As county staffers were moving to their new quarters in the summer of 1956 from the 1883 building, the Reflector-Chronicle reported, “Sheriff Wayne Woolverton, Undersheriff Nick Gibbs and Mrs. Marie Sullivan, secretary, were packing their equipment to be moved. Mrs. Woolverton said she thought it was time they were moving from the old jail. She said the ceiling fell down on her Wednesday.”

A formal dedication ceremony was held at the current courthouse at 2 p.m. Oct. 21, 1955. Approximately 2,000 people attended with many taking guided tours through the “glistening new building which was well decorated with flowers.”

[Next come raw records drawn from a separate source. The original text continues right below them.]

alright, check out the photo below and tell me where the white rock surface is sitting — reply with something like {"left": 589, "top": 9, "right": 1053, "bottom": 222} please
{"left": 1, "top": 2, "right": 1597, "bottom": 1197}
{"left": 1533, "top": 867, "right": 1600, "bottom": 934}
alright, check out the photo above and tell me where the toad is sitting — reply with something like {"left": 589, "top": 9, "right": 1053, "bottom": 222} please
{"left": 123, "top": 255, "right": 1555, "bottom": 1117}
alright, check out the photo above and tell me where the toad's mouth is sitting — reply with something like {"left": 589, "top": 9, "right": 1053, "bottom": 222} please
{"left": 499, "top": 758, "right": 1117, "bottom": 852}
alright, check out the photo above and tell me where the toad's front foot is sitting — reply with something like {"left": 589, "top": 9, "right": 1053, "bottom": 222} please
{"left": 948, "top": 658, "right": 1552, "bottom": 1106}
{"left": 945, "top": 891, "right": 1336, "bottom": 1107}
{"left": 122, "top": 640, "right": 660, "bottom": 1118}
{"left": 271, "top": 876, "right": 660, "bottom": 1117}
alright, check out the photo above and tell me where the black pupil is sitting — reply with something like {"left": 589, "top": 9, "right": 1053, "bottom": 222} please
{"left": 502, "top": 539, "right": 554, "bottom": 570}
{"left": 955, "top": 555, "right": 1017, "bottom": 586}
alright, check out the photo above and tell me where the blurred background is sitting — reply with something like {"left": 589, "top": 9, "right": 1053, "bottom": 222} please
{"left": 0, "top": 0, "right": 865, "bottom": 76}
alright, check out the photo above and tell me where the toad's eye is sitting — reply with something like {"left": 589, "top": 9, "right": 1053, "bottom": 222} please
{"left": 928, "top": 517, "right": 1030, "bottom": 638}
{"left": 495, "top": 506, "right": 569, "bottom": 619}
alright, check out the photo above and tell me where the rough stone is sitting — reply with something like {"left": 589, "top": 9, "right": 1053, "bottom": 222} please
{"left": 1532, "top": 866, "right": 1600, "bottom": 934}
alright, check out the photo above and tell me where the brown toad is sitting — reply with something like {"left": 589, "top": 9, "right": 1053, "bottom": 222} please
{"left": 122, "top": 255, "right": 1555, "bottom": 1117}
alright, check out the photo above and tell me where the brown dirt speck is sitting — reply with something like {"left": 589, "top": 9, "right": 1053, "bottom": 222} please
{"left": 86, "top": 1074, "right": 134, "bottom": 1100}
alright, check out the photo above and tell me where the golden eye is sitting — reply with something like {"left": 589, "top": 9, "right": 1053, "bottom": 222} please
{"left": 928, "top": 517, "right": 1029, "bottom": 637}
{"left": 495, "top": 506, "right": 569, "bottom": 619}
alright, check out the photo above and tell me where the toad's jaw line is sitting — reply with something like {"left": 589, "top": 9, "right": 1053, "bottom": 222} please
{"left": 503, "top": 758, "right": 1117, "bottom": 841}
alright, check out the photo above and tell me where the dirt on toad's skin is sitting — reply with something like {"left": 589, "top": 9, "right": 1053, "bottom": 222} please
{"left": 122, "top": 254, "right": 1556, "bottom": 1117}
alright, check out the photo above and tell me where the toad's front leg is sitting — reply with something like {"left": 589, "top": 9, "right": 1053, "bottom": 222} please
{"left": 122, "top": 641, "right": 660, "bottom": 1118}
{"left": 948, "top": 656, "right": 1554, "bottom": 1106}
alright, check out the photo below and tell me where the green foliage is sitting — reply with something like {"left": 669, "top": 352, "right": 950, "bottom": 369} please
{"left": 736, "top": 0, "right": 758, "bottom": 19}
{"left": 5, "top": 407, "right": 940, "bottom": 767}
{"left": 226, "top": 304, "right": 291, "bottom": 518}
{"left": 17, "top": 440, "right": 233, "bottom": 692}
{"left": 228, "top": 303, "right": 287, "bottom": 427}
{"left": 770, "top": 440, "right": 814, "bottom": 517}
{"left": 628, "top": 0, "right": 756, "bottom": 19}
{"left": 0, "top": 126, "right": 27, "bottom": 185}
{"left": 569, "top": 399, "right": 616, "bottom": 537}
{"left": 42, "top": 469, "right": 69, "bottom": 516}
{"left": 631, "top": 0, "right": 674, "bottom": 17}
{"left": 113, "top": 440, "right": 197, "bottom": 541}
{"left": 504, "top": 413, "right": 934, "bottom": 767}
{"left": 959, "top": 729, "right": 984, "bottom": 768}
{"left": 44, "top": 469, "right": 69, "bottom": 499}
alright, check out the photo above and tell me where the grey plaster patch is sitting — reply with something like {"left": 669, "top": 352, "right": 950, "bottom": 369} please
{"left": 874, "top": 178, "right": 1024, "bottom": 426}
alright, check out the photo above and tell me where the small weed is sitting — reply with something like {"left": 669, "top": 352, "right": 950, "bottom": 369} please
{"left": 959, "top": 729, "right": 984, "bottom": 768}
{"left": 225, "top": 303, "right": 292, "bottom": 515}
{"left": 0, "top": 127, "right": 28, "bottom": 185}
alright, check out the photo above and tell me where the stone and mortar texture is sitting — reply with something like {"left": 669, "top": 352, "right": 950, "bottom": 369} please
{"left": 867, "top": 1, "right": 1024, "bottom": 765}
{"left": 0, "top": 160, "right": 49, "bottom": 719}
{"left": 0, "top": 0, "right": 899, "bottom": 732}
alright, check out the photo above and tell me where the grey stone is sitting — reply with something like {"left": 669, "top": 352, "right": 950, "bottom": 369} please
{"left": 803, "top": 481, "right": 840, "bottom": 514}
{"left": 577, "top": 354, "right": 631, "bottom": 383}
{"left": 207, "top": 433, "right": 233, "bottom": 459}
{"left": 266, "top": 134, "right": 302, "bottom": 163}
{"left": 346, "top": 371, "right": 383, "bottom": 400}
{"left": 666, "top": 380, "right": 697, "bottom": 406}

“Everyone seemed to be highly pleased with what they saw, including the new modern jail with a drive-in entrance — but everyone agreed they wanted to see it from this side of the bars,” the Reflector-Chronicle reported.

That’s probably the same sentiment most will have once the new jail addition is completed in a couple years.


The saga continues

By the end of this month, bid letting is expected to take place for the jail addition and courthouse renovation.

In August 2018, Dickinson County voters approved a $13.5 million bond issue to build a new jail addition and renovate/remodel the existing courthouse.

One might make the case that courthouses have a similar retirement age as people  — the 1882 courthouse lasted 62 years and the current courthouse will be getting a major facelift 63 years after opening with a jail that meets today’s compliance standards.

Like their commission counterparts in 1945, today’s county commissioners also set up a “nest egg” 2-mill levy in 2013 to help fund the project. That levy has brought in nearly $2 million.

The maximum project cost of the current planned project is $15 million.

“It’s extremely difficult for me to fathom the cost difference between 1956 being $600,000 or whatever for a complete courthouse and today’s cost of $15 million for just a jail and sheriff’s department,” said County Administrator Brad Homman.

“We’re not even comparing courthouse to courthouse. We’re talking courthouse to a fraction of a courthouse,” Homman added. “I realize that fraction is a little more expensive because it’s a detention center, but the one that was built in 1956 had a detention center in it too.”

Makes one wonder what will happen 60-some years in the future.